Born in Hull in 1917, Geoffrey Langlands narrowly survived the Spanish Flu epidemic and Zeppelin bombings of World War I. Coming of age in time for World War II, he joined the elite No. 4 Commando unit in 1940. After successes in Europe, he was selected for officer training and posted to the Indian Army. He never left the subcontinent, serving with distinction and later saving many lives during the Partition of India in 1947. He survived three wars between India and Pakistan, a kidnapping in Waziristan, and the Taliban threat. Realizing the futility of war, Langlands envisaged a more effective approach to resolving conflict: education. He was asked to stay in the newly created Pakistan by its president, Ayub Khan, who entrusted Langlands to educate many of Pakistan's future leaders over a period of 25 years at Aitchison College in Lahore.

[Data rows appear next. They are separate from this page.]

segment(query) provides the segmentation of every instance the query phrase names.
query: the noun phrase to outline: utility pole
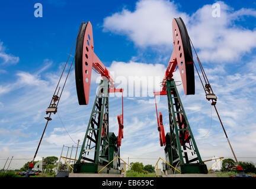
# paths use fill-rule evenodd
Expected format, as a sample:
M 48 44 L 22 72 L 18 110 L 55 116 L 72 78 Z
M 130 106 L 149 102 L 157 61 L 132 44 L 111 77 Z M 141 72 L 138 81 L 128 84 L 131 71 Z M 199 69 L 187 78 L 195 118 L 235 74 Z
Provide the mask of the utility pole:
M 12 156 L 12 158 L 11 158 L 11 159 L 10 162 L 9 163 L 8 167 L 7 167 L 7 171 L 8 171 L 8 169 L 9 168 L 9 165 L 11 164 L 11 161 L 12 161 L 12 158 L 13 158 L 13 156 Z
M 63 148 L 64 148 L 64 145 L 63 145 L 63 146 L 62 146 L 62 152 L 61 152 L 61 154 L 60 154 L 60 158 L 59 158 L 59 164 L 58 164 L 58 167 L 57 167 L 57 171 L 56 171 L 56 174 L 57 173 L 57 171 L 58 171 L 58 170 L 59 170 L 59 167 L 60 167 L 60 159 L 61 159 L 61 158 L 62 158 L 62 152 L 63 152 Z
M 9 157 L 8 157 L 8 158 L 7 158 L 7 161 L 5 161 L 5 165 L 4 165 L 4 168 L 3 168 L 3 169 L 2 170 L 2 171 L 4 171 L 4 168 L 5 168 L 5 165 L 6 165 L 6 164 L 7 163 L 7 161 L 8 161 L 8 159 L 9 159 Z

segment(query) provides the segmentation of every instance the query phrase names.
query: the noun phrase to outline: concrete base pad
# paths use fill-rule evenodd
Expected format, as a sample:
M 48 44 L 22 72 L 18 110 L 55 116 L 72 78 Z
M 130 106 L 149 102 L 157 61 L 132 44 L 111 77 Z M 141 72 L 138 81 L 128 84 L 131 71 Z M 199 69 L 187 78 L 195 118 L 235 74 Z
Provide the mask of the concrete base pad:
M 217 177 L 216 174 L 177 174 L 163 175 L 162 177 Z
M 124 177 L 124 175 L 117 174 L 104 173 L 70 173 L 69 177 Z

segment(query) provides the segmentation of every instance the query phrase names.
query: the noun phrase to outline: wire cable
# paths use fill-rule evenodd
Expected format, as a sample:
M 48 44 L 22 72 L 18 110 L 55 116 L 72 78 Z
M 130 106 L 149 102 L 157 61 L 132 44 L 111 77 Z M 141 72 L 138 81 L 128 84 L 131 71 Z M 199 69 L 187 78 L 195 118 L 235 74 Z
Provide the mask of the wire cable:
M 77 143 L 75 142 L 75 141 L 72 139 L 72 138 L 71 136 L 69 135 L 69 133 L 68 133 L 68 132 L 66 131 L 66 128 L 65 128 L 65 125 L 64 125 L 64 124 L 63 124 L 63 122 L 62 122 L 62 119 L 60 118 L 60 116 L 59 115 L 59 113 L 58 113 L 57 112 L 57 114 L 58 117 L 59 117 L 59 119 L 60 119 L 60 122 L 61 122 L 61 123 L 62 123 L 62 126 L 63 126 L 63 128 L 64 128 L 64 129 L 65 129 L 65 131 L 66 131 L 66 132 L 67 133 L 68 135 L 69 136 L 70 138 L 71 139 L 71 140 L 72 140 L 72 141 L 73 142 L 73 143 L 75 143 L 75 144 L 77 144 Z

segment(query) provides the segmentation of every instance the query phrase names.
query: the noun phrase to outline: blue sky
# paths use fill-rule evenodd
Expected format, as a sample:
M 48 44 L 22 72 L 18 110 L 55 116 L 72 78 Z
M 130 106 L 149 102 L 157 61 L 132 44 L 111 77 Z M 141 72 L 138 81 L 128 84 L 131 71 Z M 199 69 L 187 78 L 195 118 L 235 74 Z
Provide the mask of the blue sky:
M 43 5 L 36 18 L 34 5 Z M 0 158 L 32 158 L 45 124 L 47 108 L 82 21 L 92 25 L 94 52 L 116 79 L 129 76 L 162 78 L 172 51 L 171 21 L 181 17 L 218 97 L 217 108 L 239 157 L 255 157 L 256 2 L 217 1 L 220 17 L 213 18 L 215 1 L 18 1 L 0 3 Z M 73 56 L 73 53 L 72 54 Z M 196 61 L 195 57 L 194 57 Z M 71 62 L 69 63 L 69 64 Z M 58 112 L 72 138 L 82 140 L 94 100 L 98 76 L 94 74 L 88 106 L 79 106 L 73 67 Z M 180 73 L 174 74 L 176 80 Z M 139 82 L 139 80 L 137 80 Z M 119 83 L 129 92 L 127 85 Z M 124 158 L 164 157 L 159 145 L 152 91 L 147 97 L 124 97 Z M 196 94 L 184 95 L 188 121 L 203 157 L 231 157 L 213 108 L 196 77 Z M 127 93 L 126 93 L 127 94 Z M 110 100 L 110 129 L 117 133 L 121 99 Z M 158 103 L 168 131 L 166 97 Z M 57 115 L 53 116 L 39 157 L 59 157 L 62 145 L 75 145 Z M 209 159 L 209 158 L 208 158 Z M 256 159 L 241 158 L 241 161 Z M 145 164 L 155 160 L 133 159 Z M 23 165 L 14 161 L 13 167 Z M 5 161 L 0 161 L 3 166 Z

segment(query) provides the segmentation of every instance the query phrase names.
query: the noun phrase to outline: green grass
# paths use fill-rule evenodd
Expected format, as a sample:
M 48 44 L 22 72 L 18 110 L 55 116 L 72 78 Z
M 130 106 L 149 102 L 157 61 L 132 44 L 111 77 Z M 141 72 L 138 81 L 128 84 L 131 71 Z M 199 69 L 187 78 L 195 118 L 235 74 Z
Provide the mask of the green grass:
M 234 171 L 230 171 L 230 172 L 216 172 L 216 174 L 217 175 L 217 177 L 230 177 L 232 175 L 238 175 L 239 174 L 239 173 Z M 247 173 L 246 174 L 256 176 L 256 174 L 255 173 L 249 172 L 249 173 Z
M 14 171 L 0 172 L 0 177 L 19 177 Z
M 145 174 L 143 172 L 138 172 L 133 171 L 128 171 L 126 172 L 126 177 L 156 177 L 156 175 L 155 172 L 149 172 Z

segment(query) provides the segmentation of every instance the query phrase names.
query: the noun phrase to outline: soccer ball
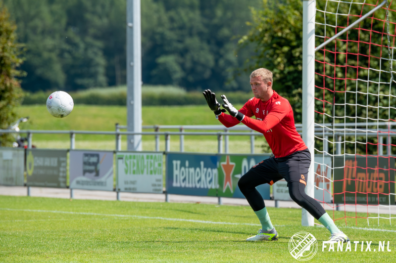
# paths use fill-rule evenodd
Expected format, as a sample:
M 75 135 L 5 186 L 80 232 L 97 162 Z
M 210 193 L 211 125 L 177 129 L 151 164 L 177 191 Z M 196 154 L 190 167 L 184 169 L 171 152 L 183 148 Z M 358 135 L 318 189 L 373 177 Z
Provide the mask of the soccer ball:
M 64 91 L 55 91 L 47 99 L 47 109 L 56 118 L 63 118 L 70 114 L 74 105 L 71 96 Z

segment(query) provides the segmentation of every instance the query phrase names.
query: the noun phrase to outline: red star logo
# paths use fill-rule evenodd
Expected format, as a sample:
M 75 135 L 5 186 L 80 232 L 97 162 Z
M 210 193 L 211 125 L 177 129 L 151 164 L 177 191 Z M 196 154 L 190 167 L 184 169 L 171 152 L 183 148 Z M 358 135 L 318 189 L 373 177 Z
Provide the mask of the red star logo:
M 221 169 L 223 170 L 223 173 L 224 174 L 224 185 L 223 186 L 223 192 L 226 191 L 227 185 L 230 187 L 230 190 L 231 190 L 231 193 L 234 192 L 232 187 L 232 172 L 234 172 L 234 168 L 235 167 L 235 163 L 230 162 L 230 156 L 227 155 L 226 157 L 226 162 L 225 163 L 220 163 L 221 166 Z

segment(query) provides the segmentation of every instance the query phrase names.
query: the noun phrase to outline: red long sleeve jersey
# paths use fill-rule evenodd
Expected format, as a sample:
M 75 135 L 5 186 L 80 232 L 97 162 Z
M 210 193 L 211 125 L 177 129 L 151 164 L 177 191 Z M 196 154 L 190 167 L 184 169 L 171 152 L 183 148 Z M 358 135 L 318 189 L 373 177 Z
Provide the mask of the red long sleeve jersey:
M 275 158 L 287 156 L 307 147 L 296 130 L 293 110 L 289 101 L 276 92 L 263 102 L 250 99 L 240 110 L 245 115 L 242 123 L 264 134 Z M 255 116 L 256 120 L 250 118 Z M 239 123 L 236 118 L 222 113 L 219 120 L 226 127 Z

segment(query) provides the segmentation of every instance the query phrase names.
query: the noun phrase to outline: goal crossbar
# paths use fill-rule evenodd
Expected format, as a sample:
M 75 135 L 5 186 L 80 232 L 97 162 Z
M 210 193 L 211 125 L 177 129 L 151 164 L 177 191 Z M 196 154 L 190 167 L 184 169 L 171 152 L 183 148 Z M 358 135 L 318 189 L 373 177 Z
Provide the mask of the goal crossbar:
M 325 46 L 326 45 L 327 45 L 327 44 L 328 44 L 329 43 L 330 43 L 330 42 L 331 42 L 332 41 L 337 38 L 338 37 L 340 37 L 345 33 L 348 31 L 349 29 L 353 27 L 357 24 L 360 23 L 360 22 L 367 18 L 367 17 L 368 17 L 370 15 L 372 14 L 373 13 L 374 13 L 374 12 L 375 12 L 376 11 L 381 8 L 384 4 L 385 4 L 387 3 L 387 1 L 388 0 L 384 0 L 384 1 L 383 1 L 382 3 L 381 3 L 378 5 L 376 6 L 372 10 L 371 10 L 367 13 L 366 13 L 366 14 L 365 14 L 364 15 L 363 15 L 363 16 L 357 19 L 356 21 L 355 21 L 355 22 L 354 22 L 353 23 L 352 23 L 352 24 L 351 24 L 350 25 L 349 25 L 349 26 L 344 29 L 340 33 L 336 34 L 336 35 L 330 38 L 329 39 L 327 40 L 326 41 L 325 41 L 325 42 L 321 44 L 320 45 L 317 46 L 316 48 L 315 48 L 315 51 L 317 51 L 319 50 L 320 50 L 320 49 L 323 47 L 324 46 Z

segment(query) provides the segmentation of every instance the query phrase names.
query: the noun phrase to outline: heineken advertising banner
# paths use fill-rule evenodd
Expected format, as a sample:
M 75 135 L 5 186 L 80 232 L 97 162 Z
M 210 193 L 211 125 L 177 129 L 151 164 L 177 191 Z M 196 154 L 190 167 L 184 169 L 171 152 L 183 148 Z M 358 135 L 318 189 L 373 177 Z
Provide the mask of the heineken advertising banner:
M 268 156 L 169 153 L 166 155 L 168 193 L 244 198 L 238 182 L 250 168 Z M 269 185 L 257 187 L 269 199 Z
M 23 185 L 25 149 L 0 148 L 0 184 Z
M 121 192 L 162 193 L 162 153 L 118 152 L 117 189 Z
M 66 188 L 67 150 L 26 150 L 29 186 Z
M 238 187 L 238 181 L 253 166 L 264 159 L 267 155 L 220 155 L 219 171 L 218 196 L 245 198 Z M 263 199 L 270 199 L 270 185 L 268 183 L 256 187 Z
M 167 192 L 217 196 L 218 162 L 219 158 L 215 155 L 167 154 Z
M 69 158 L 71 189 L 113 190 L 113 152 L 71 150 Z
M 331 202 L 331 157 L 323 155 L 315 156 L 315 163 L 314 183 L 315 199 L 321 202 Z M 319 164 L 316 163 L 322 163 Z M 280 180 L 272 186 L 274 200 L 280 201 L 293 201 L 289 193 L 287 182 Z M 322 190 L 325 189 L 325 190 Z
M 336 157 L 334 167 L 334 203 L 395 204 L 395 158 Z

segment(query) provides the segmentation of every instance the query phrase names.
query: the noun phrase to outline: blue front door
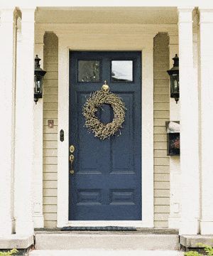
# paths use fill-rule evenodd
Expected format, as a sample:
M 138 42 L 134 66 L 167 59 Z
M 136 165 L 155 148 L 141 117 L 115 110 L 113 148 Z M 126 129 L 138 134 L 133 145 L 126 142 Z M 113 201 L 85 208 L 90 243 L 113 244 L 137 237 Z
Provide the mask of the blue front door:
M 102 140 L 88 133 L 82 110 L 105 80 L 127 110 L 121 134 Z M 70 52 L 69 117 L 69 220 L 141 220 L 141 52 Z M 99 107 L 97 117 L 111 122 L 111 107 Z

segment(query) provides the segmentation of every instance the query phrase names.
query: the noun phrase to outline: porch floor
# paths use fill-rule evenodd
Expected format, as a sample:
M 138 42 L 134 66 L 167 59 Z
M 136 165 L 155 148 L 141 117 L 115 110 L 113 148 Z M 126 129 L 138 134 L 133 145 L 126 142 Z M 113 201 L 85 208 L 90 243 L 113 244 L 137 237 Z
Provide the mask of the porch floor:
M 137 228 L 136 231 L 61 231 L 35 229 L 36 250 L 153 250 L 180 249 L 178 230 Z

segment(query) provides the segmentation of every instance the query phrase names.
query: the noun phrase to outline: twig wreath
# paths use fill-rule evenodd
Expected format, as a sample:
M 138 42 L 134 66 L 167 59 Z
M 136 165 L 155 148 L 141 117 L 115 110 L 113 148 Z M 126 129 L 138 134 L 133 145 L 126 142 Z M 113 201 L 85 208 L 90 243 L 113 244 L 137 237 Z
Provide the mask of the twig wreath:
M 105 84 L 107 85 L 106 82 Z M 89 129 L 89 132 L 94 133 L 94 137 L 98 137 L 100 139 L 109 138 L 120 128 L 123 128 L 122 124 L 125 119 L 126 108 L 124 103 L 119 96 L 109 92 L 109 87 L 108 90 L 105 90 L 105 91 L 102 87 L 102 91 L 91 93 L 83 107 L 82 114 L 86 120 L 84 126 Z M 114 119 L 108 124 L 101 122 L 96 116 L 98 107 L 104 104 L 110 105 L 114 110 Z

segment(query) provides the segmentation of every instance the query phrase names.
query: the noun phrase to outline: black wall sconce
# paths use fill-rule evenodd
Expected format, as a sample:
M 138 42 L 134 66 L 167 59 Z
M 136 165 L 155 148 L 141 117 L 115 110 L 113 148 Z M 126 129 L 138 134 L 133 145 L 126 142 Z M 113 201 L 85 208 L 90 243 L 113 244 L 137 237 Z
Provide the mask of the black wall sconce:
M 39 61 L 40 59 L 38 55 L 35 58 L 35 72 L 34 72 L 34 101 L 36 104 L 38 99 L 42 98 L 43 78 L 46 71 L 40 68 Z
M 174 60 L 173 67 L 167 73 L 170 78 L 170 97 L 174 97 L 176 103 L 179 100 L 179 58 L 178 54 L 173 58 Z

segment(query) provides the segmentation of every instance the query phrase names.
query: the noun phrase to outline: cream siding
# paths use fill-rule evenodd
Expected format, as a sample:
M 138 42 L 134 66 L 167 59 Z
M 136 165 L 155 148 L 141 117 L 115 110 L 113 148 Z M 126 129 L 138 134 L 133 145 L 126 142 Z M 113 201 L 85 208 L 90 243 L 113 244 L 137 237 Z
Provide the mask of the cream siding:
M 170 213 L 170 159 L 165 121 L 169 121 L 169 38 L 154 38 L 154 225 L 168 228 Z
M 44 36 L 43 85 L 43 215 L 44 226 L 57 225 L 58 41 L 53 33 Z M 53 119 L 53 128 L 48 126 Z

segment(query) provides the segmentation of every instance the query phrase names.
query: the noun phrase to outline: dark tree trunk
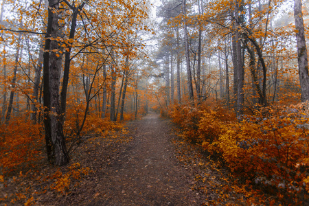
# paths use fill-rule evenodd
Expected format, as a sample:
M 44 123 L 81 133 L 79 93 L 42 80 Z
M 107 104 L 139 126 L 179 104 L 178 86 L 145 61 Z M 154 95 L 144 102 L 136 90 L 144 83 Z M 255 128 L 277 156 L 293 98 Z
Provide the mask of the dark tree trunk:
M 115 71 L 114 65 L 113 65 L 111 68 L 111 112 L 110 119 L 111 121 L 115 121 L 115 99 L 116 93 L 116 72 Z
M 305 31 L 301 0 L 294 1 L 294 17 L 295 19 L 296 40 L 297 43 L 297 59 L 299 82 L 301 91 L 301 101 L 309 100 L 309 76 L 308 71 L 308 56 L 306 45 Z
M 5 51 L 5 48 L 3 49 L 4 51 Z M 4 55 L 3 55 L 3 59 L 6 58 L 6 52 L 5 52 Z M 4 65 L 3 65 L 3 78 L 4 79 L 6 78 L 6 62 L 4 62 Z M 2 111 L 1 111 L 1 122 L 3 122 L 5 119 L 5 111 L 6 111 L 6 95 L 7 95 L 7 91 L 6 91 L 6 88 L 4 87 L 3 89 L 3 103 L 2 103 Z
M 21 33 L 19 34 L 19 38 L 17 41 L 17 45 L 20 45 L 21 42 Z M 17 68 L 19 65 L 19 52 L 21 52 L 19 46 L 17 47 L 15 55 L 15 62 L 14 65 L 14 70 L 13 70 L 13 78 L 12 79 L 12 89 L 10 93 L 10 99 L 9 99 L 9 104 L 8 106 L 8 111 L 6 112 L 5 116 L 5 124 L 8 124 L 10 118 L 11 117 L 12 110 L 13 109 L 13 101 L 14 101 L 14 88 L 16 87 L 16 79 L 17 75 Z
M 34 67 L 34 89 L 33 89 L 33 100 L 34 102 L 38 102 L 38 89 L 40 89 L 40 81 L 41 81 L 41 73 L 42 72 L 42 65 L 43 65 L 43 54 L 44 52 L 43 49 L 40 49 L 40 52 L 38 53 L 38 62 Z M 36 104 L 31 104 L 31 120 L 32 121 L 33 124 L 36 123 Z
M 72 14 L 72 22 L 71 24 L 70 34 L 69 36 L 69 38 L 70 40 L 74 39 L 75 32 L 76 29 L 76 22 L 77 22 L 77 16 L 82 10 L 82 8 L 85 5 L 86 2 L 88 1 L 85 1 L 82 2 L 78 7 L 73 7 L 71 5 L 68 5 L 73 10 Z M 62 87 L 61 89 L 60 94 L 60 114 L 61 114 L 61 122 L 63 124 L 65 121 L 65 113 L 67 107 L 67 87 L 69 84 L 69 74 L 70 69 L 70 63 L 71 63 L 71 49 L 72 47 L 71 45 L 67 47 L 65 50 L 65 68 L 63 70 L 63 81 L 62 81 Z
M 185 59 L 186 59 L 186 65 L 187 65 L 187 89 L 189 93 L 189 96 L 190 98 L 191 104 L 194 106 L 194 95 L 193 93 L 193 84 L 192 84 L 192 76 L 191 74 L 191 67 L 190 67 L 190 56 L 189 52 L 189 37 L 187 34 L 187 21 L 185 19 L 186 17 L 186 9 L 185 9 L 185 0 L 183 0 L 182 2 L 183 5 L 183 14 L 184 16 L 183 19 L 183 29 L 184 29 L 184 37 L 185 37 Z
M 180 59 L 180 51 L 179 51 L 179 28 L 177 27 L 177 100 L 178 103 L 180 104 L 181 102 L 181 77 L 180 77 L 180 65 L 181 65 L 181 59 Z
M 128 71 L 125 71 L 124 91 L 122 92 L 122 104 L 120 106 L 120 121 L 124 120 L 124 101 L 126 100 L 126 87 L 128 86 Z
M 59 31 L 58 0 L 49 1 L 48 21 L 45 36 L 45 46 L 43 60 L 44 106 L 45 141 L 49 161 L 56 165 L 63 165 L 69 162 L 69 155 L 65 146 L 65 137 L 59 116 L 59 86 L 60 70 L 57 54 L 58 43 L 51 41 L 49 37 L 56 38 Z
M 104 85 L 103 86 L 103 94 L 102 99 L 102 118 L 105 117 L 105 113 L 106 111 L 106 65 L 103 65 L 103 78 L 104 81 Z
M 170 50 L 170 100 L 174 103 L 174 67 L 173 67 L 173 48 Z

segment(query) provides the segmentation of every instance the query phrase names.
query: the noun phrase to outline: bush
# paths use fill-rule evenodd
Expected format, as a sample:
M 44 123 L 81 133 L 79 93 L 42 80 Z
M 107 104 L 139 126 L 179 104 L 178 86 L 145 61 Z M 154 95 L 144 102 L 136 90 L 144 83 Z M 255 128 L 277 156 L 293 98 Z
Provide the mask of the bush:
M 269 107 L 236 121 L 222 109 L 184 106 L 172 117 L 187 139 L 219 156 L 236 175 L 296 204 L 309 198 L 307 108 Z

In 1989, he moved to the tribal heartland of Pakistan to run a school in Chitral. By the time Langlands retired in 2012, aged 94, there were over 800 pupils, both male and female. Prime Minister Imran Khan call him "Pakistan's Teacher." This in-depth study of renowned educator Geoffrey Langlands, who died in 2019, is written by one of his former pupils. It shares Langlands' unique insights and those of associates who knew and remember him, stretching from the last days of British India to the rise of radical Islam. It also reveals previously unknown details of Langlands' extraordinary life, which spanned 101 years. The Major is a compelling blend of biography and memoir, in which the author traces Langlands' life from impoverished beginnings through his long career as a pioneering teacher in a lawless mountain region of Pakistan on the Afghan border. In 2012, the New York Times described him as "the quintessential Englishman of old, a living relic of the Raj.
" But "the Major" was much more than a vestige of a bygone era. In the Chitral region, he was the first to provide quality education to young women, a British Christian who persuaded conservative Muslim parents to trust him to educate their daughters.